Başta İstanbul olmak üzere Türkiye’yi gayrimenkul rantı üzerinden neo-liberal piyasa ekonomisi için önemli bir pazar haline dönüştüren AKP, bu politikanın gereği olarak çeşitli yasal düzenlemeler yapmaya devam ediyor. 5 Mayıs 2012 tarihinde kabul edilen Mütekabiliyet Yasası da bu amaca hizmet eden düzenlemelerden birisi.
Mütekabiliyet Yasası nedir?
Mütekabiliyet Yasası’na göre, Bakanlar Kurulu'nca belirlenen ülkelerin vatandaşı olan yabancı kişiler Türkiye'de taşınmaz mal satın alabiliyor. Özellikle Arap dünyası başta olmak üzere, yabancıların Türkiye'den gayrimenkul edinmesini kolaylaştıran Mütekabiliyet Yasası ile AKP iktidarının 10 yıl içinde 300 milyar dolar yabancı sermaye girişi beklediği öğrenildi.
Mütekabiliyet Yasası’na göre, yabancı uyruklu kişilere satılacak toprak miktarı 12 kat arttırılarak 30 hektara yükseltildi. Düzenlemeyle bir ilçedeki özel mülkiyete ait arazilerin yüzde 10'u yabancılara satılabilecek.

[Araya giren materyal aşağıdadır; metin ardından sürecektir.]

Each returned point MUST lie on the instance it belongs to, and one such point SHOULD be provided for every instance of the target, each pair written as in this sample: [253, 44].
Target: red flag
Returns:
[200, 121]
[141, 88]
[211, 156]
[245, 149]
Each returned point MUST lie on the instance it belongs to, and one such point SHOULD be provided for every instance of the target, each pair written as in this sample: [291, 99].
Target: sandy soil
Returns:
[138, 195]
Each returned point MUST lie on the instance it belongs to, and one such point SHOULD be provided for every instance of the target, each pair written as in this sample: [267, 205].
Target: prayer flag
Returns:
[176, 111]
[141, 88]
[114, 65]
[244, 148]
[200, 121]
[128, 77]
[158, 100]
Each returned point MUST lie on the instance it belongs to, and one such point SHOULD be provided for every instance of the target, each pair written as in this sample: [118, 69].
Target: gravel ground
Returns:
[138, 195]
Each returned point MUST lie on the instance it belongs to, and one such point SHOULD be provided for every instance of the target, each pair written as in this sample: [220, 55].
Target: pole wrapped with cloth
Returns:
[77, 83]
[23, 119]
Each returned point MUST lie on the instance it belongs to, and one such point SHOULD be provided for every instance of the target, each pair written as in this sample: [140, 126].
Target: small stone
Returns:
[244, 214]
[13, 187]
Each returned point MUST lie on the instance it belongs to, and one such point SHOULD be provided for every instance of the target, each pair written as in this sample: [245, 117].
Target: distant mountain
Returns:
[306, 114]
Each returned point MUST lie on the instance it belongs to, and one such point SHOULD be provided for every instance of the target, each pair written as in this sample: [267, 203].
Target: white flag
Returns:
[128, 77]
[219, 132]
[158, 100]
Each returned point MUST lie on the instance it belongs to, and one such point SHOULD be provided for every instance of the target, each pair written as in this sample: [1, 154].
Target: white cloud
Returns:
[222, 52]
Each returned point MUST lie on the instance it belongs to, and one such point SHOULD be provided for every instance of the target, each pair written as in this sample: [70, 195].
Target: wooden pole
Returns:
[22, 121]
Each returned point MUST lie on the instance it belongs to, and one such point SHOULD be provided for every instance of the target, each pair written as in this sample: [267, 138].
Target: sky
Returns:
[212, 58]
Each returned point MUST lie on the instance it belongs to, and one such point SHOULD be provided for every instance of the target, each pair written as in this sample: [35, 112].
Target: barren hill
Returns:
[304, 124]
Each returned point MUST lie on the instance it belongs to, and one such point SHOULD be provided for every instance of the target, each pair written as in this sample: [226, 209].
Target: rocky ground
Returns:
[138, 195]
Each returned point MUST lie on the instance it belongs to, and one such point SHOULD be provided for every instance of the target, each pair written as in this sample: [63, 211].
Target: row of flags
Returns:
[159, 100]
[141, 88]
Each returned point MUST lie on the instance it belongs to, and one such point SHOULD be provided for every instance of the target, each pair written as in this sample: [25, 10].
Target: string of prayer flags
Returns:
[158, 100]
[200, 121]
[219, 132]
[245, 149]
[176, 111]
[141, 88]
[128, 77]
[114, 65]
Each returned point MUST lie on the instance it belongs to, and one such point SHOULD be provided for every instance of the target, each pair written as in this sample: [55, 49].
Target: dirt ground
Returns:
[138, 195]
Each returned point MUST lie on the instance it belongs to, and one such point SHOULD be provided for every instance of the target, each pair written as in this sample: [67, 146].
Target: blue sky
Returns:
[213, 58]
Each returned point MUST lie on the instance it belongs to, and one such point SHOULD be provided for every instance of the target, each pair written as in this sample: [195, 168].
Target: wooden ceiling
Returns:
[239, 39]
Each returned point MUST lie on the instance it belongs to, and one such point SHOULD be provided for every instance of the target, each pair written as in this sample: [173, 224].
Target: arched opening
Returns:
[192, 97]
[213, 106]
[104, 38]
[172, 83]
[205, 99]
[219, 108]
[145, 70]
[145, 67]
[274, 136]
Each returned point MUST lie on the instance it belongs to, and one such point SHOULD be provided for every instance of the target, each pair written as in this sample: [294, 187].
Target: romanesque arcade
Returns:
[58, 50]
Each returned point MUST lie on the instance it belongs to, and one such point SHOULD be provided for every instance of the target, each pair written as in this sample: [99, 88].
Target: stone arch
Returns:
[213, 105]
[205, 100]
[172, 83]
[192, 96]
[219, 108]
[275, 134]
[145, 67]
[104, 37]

Yasa ile 183 ülke vatandaşı Türkiye’den şartsız gayrimenkul, taşınmaz mal, bina, ev ve arsa satın alabilecek.
Hangi ülkelere, hangi şartlar altında gayrimenkul satın alabiliyor?
Yasaya göre, halen 53 olan Türkiye'den şartsız gayrimenkul edinme hakkına sahip ülke sayısı 129'a çıkarken, 52 ülkeye özel sınırlamalar ve izin şartları getirildi. Bu ülkeler arasında ABD, Almanya, İngiltere, Fransa, Belçika, İtalya, Güney Kore ve Monaco yer alıyor.

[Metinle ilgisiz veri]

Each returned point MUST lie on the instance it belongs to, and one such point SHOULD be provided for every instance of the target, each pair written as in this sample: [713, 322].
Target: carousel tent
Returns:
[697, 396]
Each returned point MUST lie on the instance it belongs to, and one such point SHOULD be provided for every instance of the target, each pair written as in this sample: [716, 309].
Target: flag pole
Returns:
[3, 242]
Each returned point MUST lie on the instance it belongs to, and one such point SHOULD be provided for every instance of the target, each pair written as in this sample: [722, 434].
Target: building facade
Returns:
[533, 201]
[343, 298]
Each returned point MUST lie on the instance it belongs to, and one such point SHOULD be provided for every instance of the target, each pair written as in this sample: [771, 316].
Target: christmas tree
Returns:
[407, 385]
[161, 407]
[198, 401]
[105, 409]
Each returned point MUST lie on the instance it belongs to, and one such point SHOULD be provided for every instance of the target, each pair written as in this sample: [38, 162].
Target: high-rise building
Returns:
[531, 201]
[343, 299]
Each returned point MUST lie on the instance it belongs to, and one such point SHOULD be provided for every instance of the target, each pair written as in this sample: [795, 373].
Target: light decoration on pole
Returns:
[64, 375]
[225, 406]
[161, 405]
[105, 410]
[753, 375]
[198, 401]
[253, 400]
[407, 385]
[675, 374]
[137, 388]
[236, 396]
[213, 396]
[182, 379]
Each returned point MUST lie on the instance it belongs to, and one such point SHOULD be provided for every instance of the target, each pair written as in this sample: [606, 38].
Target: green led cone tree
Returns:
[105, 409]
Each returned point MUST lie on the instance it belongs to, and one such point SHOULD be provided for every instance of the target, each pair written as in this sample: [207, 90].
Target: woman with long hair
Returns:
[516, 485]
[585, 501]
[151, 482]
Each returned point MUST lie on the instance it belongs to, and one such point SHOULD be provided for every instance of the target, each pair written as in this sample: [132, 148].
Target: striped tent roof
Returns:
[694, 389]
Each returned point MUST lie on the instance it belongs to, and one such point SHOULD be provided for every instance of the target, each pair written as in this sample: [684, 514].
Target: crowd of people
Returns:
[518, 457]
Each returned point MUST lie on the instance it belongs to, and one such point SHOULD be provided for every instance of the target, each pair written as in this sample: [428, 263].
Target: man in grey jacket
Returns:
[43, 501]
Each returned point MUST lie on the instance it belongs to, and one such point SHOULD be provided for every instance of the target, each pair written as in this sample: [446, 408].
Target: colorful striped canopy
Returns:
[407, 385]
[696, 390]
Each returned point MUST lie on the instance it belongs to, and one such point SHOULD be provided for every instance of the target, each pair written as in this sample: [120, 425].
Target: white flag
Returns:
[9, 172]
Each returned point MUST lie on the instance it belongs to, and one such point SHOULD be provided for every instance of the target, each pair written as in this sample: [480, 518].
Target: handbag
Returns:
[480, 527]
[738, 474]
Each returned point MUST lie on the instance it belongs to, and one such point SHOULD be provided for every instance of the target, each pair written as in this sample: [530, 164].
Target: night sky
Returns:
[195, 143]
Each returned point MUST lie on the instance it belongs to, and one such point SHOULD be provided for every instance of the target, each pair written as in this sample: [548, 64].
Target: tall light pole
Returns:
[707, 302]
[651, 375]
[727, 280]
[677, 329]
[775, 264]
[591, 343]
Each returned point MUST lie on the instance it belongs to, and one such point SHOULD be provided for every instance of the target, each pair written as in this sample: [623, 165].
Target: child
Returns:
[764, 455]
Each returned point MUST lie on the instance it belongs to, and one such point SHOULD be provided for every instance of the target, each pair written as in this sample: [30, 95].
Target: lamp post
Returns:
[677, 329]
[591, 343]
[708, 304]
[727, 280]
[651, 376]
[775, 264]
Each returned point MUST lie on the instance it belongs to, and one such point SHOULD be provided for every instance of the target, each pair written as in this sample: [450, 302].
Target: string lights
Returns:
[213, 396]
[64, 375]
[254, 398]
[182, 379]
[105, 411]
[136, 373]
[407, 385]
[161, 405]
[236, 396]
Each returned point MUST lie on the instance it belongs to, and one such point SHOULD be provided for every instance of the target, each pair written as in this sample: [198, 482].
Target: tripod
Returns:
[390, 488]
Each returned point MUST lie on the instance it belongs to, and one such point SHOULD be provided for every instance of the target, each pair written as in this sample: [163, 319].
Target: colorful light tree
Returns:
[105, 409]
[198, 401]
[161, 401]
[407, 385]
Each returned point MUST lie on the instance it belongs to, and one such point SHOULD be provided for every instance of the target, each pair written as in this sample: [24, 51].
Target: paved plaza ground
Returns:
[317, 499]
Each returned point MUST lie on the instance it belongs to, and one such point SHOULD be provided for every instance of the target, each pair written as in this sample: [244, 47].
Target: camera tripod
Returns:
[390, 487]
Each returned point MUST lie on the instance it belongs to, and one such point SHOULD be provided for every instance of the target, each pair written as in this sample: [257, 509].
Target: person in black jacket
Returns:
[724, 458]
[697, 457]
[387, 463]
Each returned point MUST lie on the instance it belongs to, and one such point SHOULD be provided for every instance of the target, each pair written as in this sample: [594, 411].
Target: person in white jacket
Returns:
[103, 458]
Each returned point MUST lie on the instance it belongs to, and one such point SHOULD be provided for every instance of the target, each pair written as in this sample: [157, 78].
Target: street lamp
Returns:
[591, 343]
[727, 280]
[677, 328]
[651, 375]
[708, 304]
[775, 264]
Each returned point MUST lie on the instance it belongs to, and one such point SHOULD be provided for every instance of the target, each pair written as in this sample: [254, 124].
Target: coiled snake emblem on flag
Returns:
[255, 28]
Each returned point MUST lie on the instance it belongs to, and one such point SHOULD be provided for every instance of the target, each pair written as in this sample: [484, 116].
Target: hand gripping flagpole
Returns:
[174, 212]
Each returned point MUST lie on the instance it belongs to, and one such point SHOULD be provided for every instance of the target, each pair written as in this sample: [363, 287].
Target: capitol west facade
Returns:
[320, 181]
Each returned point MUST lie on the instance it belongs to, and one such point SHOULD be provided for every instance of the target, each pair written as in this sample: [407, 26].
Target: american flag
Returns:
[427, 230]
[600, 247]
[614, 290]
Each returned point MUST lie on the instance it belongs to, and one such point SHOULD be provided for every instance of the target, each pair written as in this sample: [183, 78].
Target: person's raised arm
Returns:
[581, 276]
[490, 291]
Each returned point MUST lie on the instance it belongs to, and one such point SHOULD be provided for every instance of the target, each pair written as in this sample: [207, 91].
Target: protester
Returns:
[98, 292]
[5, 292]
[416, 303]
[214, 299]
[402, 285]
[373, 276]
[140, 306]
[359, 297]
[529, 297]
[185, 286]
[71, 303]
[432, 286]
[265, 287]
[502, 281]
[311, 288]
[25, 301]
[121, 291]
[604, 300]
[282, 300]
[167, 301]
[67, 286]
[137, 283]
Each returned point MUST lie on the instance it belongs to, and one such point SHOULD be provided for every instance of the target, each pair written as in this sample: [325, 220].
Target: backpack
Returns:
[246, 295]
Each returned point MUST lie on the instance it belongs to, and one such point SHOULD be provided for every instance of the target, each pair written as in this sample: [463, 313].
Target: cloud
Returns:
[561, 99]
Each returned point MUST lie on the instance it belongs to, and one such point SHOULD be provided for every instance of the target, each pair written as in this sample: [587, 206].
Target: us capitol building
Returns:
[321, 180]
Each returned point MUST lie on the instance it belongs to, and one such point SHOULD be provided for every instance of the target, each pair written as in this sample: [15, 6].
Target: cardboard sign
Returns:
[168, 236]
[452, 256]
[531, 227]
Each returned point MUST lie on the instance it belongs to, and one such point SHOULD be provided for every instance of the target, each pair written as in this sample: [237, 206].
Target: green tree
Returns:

Suriye, Ermenistan, Kuzey Kore, Küba, Nijerya ve Yemen 181 ülke arasında yer almadı. Bu ülke vatandaşları Türkiye'den gayrimenkul satın alamayacak.
AKP’nin yabancılara gayrimenkul satışında yüksek kâr oranları beklediği düzenlemesi ile İsrail, Çin, Danimarka, Doğu Timor ve Fiji vatandaşlarına bir mesken sınırlaması getirildi. Ürdün'e ise 2 mesken ve 1 işyerinden fazla gayrimenkul satışı yapılamayacak.

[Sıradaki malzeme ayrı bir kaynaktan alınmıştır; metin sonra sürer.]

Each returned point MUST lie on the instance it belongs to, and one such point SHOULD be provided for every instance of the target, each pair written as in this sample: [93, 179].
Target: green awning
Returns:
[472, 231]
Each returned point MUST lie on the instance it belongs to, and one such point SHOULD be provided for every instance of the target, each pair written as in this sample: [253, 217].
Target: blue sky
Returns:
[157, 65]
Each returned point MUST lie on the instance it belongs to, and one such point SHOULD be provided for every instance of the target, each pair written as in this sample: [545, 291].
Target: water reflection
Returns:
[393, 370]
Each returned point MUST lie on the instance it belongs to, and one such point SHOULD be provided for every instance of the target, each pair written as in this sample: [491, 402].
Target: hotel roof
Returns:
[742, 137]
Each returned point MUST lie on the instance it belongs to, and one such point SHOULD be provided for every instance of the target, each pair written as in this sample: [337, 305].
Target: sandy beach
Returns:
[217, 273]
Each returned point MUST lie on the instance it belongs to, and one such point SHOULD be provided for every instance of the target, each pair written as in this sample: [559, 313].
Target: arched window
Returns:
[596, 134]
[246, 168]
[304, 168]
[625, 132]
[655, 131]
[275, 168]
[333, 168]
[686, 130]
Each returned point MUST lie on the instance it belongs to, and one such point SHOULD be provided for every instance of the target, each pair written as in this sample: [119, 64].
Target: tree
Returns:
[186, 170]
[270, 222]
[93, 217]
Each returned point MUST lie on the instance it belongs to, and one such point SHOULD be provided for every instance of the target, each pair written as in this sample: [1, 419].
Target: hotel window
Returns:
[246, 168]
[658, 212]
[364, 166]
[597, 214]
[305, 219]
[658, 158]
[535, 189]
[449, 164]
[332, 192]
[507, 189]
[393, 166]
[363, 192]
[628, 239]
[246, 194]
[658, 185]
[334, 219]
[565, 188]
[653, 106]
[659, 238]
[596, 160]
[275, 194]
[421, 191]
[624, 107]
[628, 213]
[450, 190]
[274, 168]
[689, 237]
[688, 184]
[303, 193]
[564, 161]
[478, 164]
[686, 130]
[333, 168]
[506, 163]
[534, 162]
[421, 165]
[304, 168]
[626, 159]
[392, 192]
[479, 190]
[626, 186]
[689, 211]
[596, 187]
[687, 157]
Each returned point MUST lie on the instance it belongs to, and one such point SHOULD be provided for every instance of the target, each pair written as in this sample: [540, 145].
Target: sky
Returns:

Mütekabiliyet Yasası’ndaki dikkat çekici bir diğer nokta ise bazı ülkelere getirilen özel şartlara göre, Rusya ve Ukrayna için “Karadeniz” hassasiyetinin korunması oldu. Bu ülkelerin vatandaşları Karadeniz sahilinde olmamak kaydıyla gayrimenkul edinebilecek.
Gürcistan, Yunanistan ve Bulgaristan vatandaşları ise sahil ve sınır illerinden olmamak kaydıyla Türkiye'den gayrimenkul satın alabilecek.
Zengin körfez sermayesinin olduğu Suudi Arabistan, Birleşik Arap Emirlikleri ve Kuveyt’in yanı sıra Orta Asya'daki Türk Cumhuriyetleri'nden gelecek sermayenin gayrimenkul edinmesinin önündeki engeller kaldırıldı.
Yasaya göre Fas, Mısır, Letonya, Afganistan ve bazı küçük Afrika ülkelerinin de aralarında olduğu yerlerin vatandaşları Türkiye'de tarım arazisi, bağ-bahçe sahibi olamayacakken, İran, Çin, Filistin ve Hindistan'ın da aralarında olduğu 16 ülkenin vatandaşları Türkiye'de gayrimenkul edinebilmek için İçişleri Bakanlığı'ndan izin alacak. Iraklılar ise önce Dışişleri Bakanlığı'na müracaat edecek.
Bayraktar: “Afet Riski Altındaki Alanların Dönüştürülmesi Kanunu ile Mütekabiliyet Yasası birbirini tamamladı”
Gayrimenkul ve inşaat sektörlerinin dört gözle beklediği, yabancılara şartsız ve eskisine göre çok daha hızlı mülk satışının önünü açan Mütekabiliyet Yasası’nın mayıs ayında yürürlüğe girmesinin ve ardından beklenen genelgenin yayınlanmasının üzerine Çevre ve Şehircilik Bakanı Erdoğan Bayraktar, bir basın toplantısı düzenledi.
Bakanı Erdoğan Bayraktar düzenlediği basın toplantısında Yabancılara mülk satışının ayrıntılarını açıkladı.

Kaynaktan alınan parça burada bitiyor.